The Children’s Television Project



Dr. Heinz Doofenshmirtz from Phineas and Ferb, Jafar from Aladdin, and Scar from the Lion King have more in common than their notoriously diabolical nature - their foreign accents. Two decades ago, Professor Julie Dobrow and Chip Gidney created the Children's Television Project (CTV) after seeing the original Lion King movie. After bumping into each other in the hallways of Elliot-Pearson, the Child Studies and Human Development Department Headquarters at Tufts, the pair came to a realization - all of the evil characters in the film had British or distinctly ethnic accents. This launched a discussion, and eventually a study, about the different representations of gender, race, ethnicity, and age that children are exposed to through TV and movies, and how those may unconsciously affect their perspective and biases growing up.


The project has completed analysis on over 200 different children's TV shows, including shows created by Disney Channel, Netflix, Amazon Prime, and PBS. Other than traditionally children's animation, the study also includes shows such as the Simpsons, Bob's Burgers, or Family Guy. While children are not the target audience for shows such as these, they are commonly watched by children because of the nature of their animation.


The CTV project has 4 main branches. The main area of focus is content and sociolinguistic analysis, which focuses mainly on tracking and documenting trends regarding race, ethnicity, gender and age in TV. The study has found “disparities between the racial, ethnic, and gender demographics in the world of children’s television compared to the racial, ethnic, and gender demographics in our actual population.... a vast underrepresentation of characters of color and female characters, but also significant differences in the roles they play and in their portrayal.” Beyond that aspect, CTV also addresses how children consume media and the effects of that media on their perception and the role of parents in children's media consumption. Dubrow and Gidney had piloted a “quasi experimental method” at the Elliot Perarson Children's school to study these specific effects, which will resume after the school reopens.


After the TV analysis, some members of the research team follow up with an examination of content production through interviews from the writers, producers, directors, vocal casting directors and voice actors that create the shows. This past summer, members of the research team interviewed different content creators at major organizations such as Cablevision in New York, Nickelodeon, Sesame Workshop, 9 story, Disney, and Dreamworks Studios, with the goal of better understanding why certain type casting decisions are made.
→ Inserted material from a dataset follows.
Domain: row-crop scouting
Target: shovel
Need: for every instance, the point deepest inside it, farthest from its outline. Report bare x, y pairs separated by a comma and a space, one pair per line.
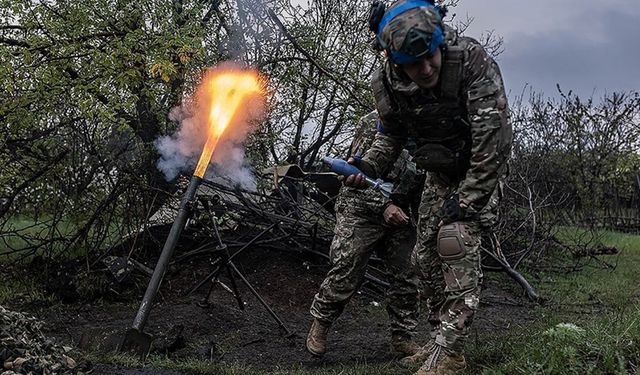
135, 340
The interviews focus on the reasoning behind character decisions, awareness regarding racial and gender stereotypes, and sometimes include guidelines for future improvement. Regarding her interview experiences this past summer, Professor Dubrow noted “Of course, it was a fascinating time to be talking to people about this while all of the protests were going on over the summer with Black Lives Matter. And issues of diversity and inclusion were very much in the forefront of people's minds”. She stated that the interview and discussion process was affirming, “just to hear from the people who are responsible for making so much of this content, how important they think these issues are, and how interested they were in our work, and how, how invested, they were...all of them wanted to find out what we had found in our research, that made me feel really great, it made me feel like this was an important topic that we're working on, and that our results are becoming valuable to some of the people who are actually making the content that children see”. As the study has continued to grow, Professor Dubrow stated that her research has found its way into the production of children's media all over the world, stating that she's been contacted by a number of different content creators around the world who are interested in creating diverse children's media and using the best practices.